On the flip side the safest drivers can be found in the Sioux Falls, South Dakota where the average motorist has a bump once every 13.8 years (27.6 less than the national average).

If you are planning a trip to the US and fancy getting behind the wheel, there are a few things you should swot up on before you leave…

The Basics

It’s the most obvious of differences, but it still needs to be said, in America they drive on the right-hand side of the road. If you’ve ever spent time driving in mainland Europe, you’ll be right at home with the wheel on the right and the passenger side on the left.

The legal driving age varies from state to state with some allowing drivers as young as 14 years and three months behind the wheel, and others waiting till the age of 17. If you are intending on hiring a car, most hire companies have a minimum age of 21 though even if you are aged under 25 there will usually be an additional surcharge to pay. It’s always worth checking the rental company’s policies before booking anything.

No stick shift

Gear selector

Most American cars feature an automatic gearbox, this means there’s no shifting up and down through the gears for you; the automatic gear box takes care of that.

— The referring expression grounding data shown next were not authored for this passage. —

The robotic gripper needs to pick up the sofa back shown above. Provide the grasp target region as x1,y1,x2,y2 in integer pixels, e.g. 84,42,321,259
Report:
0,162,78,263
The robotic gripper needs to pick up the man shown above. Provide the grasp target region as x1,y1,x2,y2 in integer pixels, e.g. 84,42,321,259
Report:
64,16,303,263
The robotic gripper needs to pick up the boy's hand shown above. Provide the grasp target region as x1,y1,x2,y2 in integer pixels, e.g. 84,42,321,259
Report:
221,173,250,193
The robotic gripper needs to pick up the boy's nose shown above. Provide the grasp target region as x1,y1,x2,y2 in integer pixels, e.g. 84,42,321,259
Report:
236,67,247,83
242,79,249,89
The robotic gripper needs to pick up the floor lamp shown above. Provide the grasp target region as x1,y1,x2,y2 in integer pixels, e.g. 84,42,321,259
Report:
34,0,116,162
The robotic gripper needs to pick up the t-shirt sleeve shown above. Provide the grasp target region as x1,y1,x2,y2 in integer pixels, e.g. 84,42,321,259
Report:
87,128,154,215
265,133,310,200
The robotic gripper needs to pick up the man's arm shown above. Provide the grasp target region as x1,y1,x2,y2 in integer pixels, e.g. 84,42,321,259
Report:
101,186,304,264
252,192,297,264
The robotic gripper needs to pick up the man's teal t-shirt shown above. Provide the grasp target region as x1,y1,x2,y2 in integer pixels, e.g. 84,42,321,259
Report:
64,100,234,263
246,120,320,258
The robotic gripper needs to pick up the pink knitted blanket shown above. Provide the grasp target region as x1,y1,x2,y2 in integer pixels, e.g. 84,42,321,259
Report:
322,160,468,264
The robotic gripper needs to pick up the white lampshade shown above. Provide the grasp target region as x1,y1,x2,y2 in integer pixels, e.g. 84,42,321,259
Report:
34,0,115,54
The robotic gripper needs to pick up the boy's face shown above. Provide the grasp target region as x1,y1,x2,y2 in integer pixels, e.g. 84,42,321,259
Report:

There’s no clutch to worry about so it’s almost impossible to stall an automatic, instead all you need to look after is shifting it from neutral or park (stops the vehicle from moving even when pressing the accelerator) to drive (engages the gearbox for forward movement) or reverse (as the name suggests).

There are often other features but the four listed are the most commonly used.

Fuelling up

Stack of billsWhen stopping for fuel or gas as it’s known in the US, you’ll be required to pay beforehand. Head for the cashier and give them your cash (say $30) then head back to the pump and fill up. If for example you only use $20 you can head back in to the cashier to get your change and a jumbo soda for the ride.

Road rules

The maximum speed limit in most states is 65mph although this can vary, so always pay attention to road signs. Where you see two signs displaying speed limits, the higher number will be the top speed and lower number the minimum speed you should travel at.

Traffic lights hang above the junctions on US roads. When you reach a red light and are turning right, you can continue and turn as long as the road is clear. This does differ from junction to junction but ‘No right turn on red’ signposts will display whether the manoeuvre is permitted or not.

When approaching stop signs located at four way junctions, you must stop. The rule of thumb is first come first served, whoever gets to the stop first, gets to go first though this doesn’t always work in practice.


Don’t park in front of curbs painted red or yellow as these are reserved for emergency vehicles.

Avoid parking within 10 feet of a fire hydrant on either side of your vehicle or you face being ticketed or towed.

While there are a few key differences from the road rules you might be used to at home, it’s really not that dissimilar. The cars may be bigger, roads wider and cities split in by blocks, but opting to drive in America is a great experience and a chance to act out all your Hollywood fantasies of cruising around in a convertible with the top down.